As you may have heard, consensus top NBA draft pick Anthony Davis plans to trademark the phrases “Fear the Brow” and “Raise the Brow,” culled from his popular unibrow. Thanks to the foresight of a Kentucky retailer, however, the former slogan has already been trademarked. While in college, Davis was barred from reaping the financial benefits of his athletic prowess by NCAA rules. So The Blue Zone, a University of Kentucky apparel store, jumped in and trademarked “Fear the Brow.” Now that Davis’s professional career is imminent, how will the former Wildcat nab the rights to that slogan?

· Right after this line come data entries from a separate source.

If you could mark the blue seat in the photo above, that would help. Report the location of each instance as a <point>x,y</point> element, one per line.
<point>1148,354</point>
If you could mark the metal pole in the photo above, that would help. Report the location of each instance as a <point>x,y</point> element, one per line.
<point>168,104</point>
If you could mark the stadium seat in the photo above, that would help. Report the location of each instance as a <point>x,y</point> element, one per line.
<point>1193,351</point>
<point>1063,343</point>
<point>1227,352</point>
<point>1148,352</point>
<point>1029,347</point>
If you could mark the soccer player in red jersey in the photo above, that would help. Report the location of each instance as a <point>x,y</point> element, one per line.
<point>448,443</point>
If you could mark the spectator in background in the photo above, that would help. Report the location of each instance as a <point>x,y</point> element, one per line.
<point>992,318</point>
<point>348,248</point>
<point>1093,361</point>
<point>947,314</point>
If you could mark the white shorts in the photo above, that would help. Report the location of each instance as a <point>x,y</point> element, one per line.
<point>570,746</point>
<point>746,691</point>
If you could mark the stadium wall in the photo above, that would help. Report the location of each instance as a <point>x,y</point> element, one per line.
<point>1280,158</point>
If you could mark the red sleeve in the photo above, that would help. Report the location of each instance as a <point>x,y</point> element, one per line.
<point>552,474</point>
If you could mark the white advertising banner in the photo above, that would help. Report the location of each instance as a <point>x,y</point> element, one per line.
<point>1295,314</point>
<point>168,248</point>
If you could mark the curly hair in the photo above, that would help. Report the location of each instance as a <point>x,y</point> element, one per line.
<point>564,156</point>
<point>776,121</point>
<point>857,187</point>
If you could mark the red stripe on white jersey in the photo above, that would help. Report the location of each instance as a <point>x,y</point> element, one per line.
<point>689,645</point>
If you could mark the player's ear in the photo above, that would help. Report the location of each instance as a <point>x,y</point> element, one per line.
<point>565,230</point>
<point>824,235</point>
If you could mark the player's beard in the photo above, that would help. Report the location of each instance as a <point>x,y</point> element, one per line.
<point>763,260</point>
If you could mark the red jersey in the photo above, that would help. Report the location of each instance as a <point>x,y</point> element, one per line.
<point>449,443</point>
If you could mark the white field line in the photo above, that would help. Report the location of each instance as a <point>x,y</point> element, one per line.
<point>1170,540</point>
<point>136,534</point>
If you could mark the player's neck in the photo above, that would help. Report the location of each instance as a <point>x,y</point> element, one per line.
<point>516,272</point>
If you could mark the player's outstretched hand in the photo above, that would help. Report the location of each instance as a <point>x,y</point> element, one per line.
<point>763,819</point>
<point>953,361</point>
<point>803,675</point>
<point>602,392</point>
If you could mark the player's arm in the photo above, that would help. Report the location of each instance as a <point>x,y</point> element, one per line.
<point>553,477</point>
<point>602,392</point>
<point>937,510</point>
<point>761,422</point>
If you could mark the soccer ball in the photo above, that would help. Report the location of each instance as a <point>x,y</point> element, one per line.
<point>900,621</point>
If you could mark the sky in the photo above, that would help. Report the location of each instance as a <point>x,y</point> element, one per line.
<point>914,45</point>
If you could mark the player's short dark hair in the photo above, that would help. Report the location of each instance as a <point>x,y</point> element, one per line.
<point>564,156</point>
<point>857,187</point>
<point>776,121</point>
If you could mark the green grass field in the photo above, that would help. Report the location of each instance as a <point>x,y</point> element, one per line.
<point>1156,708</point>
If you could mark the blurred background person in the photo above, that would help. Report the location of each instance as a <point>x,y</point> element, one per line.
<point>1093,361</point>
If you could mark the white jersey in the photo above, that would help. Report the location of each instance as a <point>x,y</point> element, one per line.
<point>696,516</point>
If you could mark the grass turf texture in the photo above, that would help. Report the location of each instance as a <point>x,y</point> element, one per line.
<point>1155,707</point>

He’ll have to file a lawsuit. I spoke with copyright lawyer Lloyd J. Jassin, who says that under the Lanham or Trademark Act, a person can sue for trademark infringement in federal court. A different tactic, which mirrors a lawsuit, but is strictly done on paper, can be employed. If Davis “has a beef with someone who has applied to register the mark with the Trademark Office in Washington,” Jassin told me, “he can file an opposition, or, if the mark has been federally registered, he can begin a cancellation proceeding.” If infringement is found—or if there is a good chance that the consumer could be misled as to the source of the products—the Trademark Trial and Appeal Board will rescind the application or registration of the trademark.
It might be better that The Blue Zone avoid the courts or the heavy paperwork and instead sell him the rights. Slate’s own Matthew Yglesias tells me that the athlete’s impending status as a national brand “probably has more value than one store in Kentucky.”